3.5 out of 5 stars
A copy of this was provided free of charge from the publisher in return for an honest review.
Most people know that carbon is the element that can be found in all manner of products, from the humble pencil to the rare and expensive diamond. It is also found on a number of other items too, bike frames, tennis rackets and F1 cars where it has been used for many years. Whenever I think of carbon, I think of the phrase that Arthur C Clarke used to describe the human race: carbon-based bi-peds.
The element is crucial to life on this planet. Its ability to attract and connect to other elements makes it extremely versatile and it plays its part in biological mechanisms as diverse as photosynthesis and cell respiration, it could be considered the key element for life and death. Our very being is made up from 18% carbon, less than oxygen and more than hydrogen.

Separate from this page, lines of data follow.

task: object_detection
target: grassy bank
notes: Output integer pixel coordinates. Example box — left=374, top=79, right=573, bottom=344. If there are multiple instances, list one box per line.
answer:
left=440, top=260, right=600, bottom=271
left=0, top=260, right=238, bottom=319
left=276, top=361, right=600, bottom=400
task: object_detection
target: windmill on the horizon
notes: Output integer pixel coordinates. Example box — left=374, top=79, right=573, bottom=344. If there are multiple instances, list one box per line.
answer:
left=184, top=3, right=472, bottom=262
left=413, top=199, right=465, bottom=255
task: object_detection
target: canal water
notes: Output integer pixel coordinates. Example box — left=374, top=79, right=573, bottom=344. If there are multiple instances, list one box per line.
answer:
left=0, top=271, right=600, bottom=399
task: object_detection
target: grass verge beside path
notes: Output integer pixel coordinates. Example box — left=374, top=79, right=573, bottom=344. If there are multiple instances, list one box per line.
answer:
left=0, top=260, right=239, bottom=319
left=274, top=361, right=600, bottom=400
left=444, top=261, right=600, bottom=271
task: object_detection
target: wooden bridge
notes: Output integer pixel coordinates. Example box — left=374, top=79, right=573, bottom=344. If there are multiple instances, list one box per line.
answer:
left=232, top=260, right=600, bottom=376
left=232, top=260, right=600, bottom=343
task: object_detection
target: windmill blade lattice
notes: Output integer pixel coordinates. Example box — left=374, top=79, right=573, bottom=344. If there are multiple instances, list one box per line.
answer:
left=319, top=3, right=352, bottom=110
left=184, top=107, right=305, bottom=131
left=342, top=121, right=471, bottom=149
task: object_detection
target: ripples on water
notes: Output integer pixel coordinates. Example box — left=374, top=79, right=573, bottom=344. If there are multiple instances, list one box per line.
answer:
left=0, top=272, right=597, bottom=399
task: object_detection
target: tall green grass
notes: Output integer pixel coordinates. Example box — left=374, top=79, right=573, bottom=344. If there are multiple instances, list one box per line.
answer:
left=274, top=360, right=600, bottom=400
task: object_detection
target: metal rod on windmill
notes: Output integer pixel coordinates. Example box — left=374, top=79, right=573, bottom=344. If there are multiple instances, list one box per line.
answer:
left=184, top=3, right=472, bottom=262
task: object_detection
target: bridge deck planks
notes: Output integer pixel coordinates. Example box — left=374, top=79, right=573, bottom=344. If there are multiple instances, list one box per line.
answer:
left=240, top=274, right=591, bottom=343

All carbon is formed in stars by elemental fusion and to take us through the story of carbon, Dag Olav Hessen begins with the makeup of the protons, neutrons and electrons and just how and why carbon is so versatile and readily forms bonds with other elements. So much so that there are currently 10 million different compounds recorded. From this, he takes us on the three unique structures that it can form, as he describes them, soft, hard and round. As carbon can for single, double and triple bonds it is and goes into some detail about the way it bonds to other elements and that its ideal structure is a ring.

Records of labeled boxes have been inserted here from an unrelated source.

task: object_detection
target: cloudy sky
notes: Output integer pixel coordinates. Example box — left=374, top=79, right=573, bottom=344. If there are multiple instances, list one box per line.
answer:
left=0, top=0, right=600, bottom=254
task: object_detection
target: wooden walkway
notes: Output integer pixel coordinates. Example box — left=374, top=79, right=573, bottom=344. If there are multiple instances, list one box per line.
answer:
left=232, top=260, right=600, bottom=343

Most people are aware of carbon these days with the role that it is playing in the growing climate change crisis and the second section of the book is full of the science behind this. One of the key scientists who started to measure CO2 in the 1950s was a man called Charles Keeling. One of the instruments that he made was first turned on in 1958 on the top of Mauna Loa and was only turned off in 2006. There is lots of detail on how the carbon cycle works and how many different cyclic events can amplify some of the effects. The final part of the book is about the almost certain catastrophic effects that we will have from the exponential growth in CO2 levels as well as some of the measures that some countries are taking to try and combat it. It makes for pretty grim reading
You would think that a book about a single element would be so interesting, but thankfully this one is. This is a clearly written (and translated) science book that thankfully did not read like a scientific paper or textbook as some of these can have the habit of doing. Worth reading overall I thought.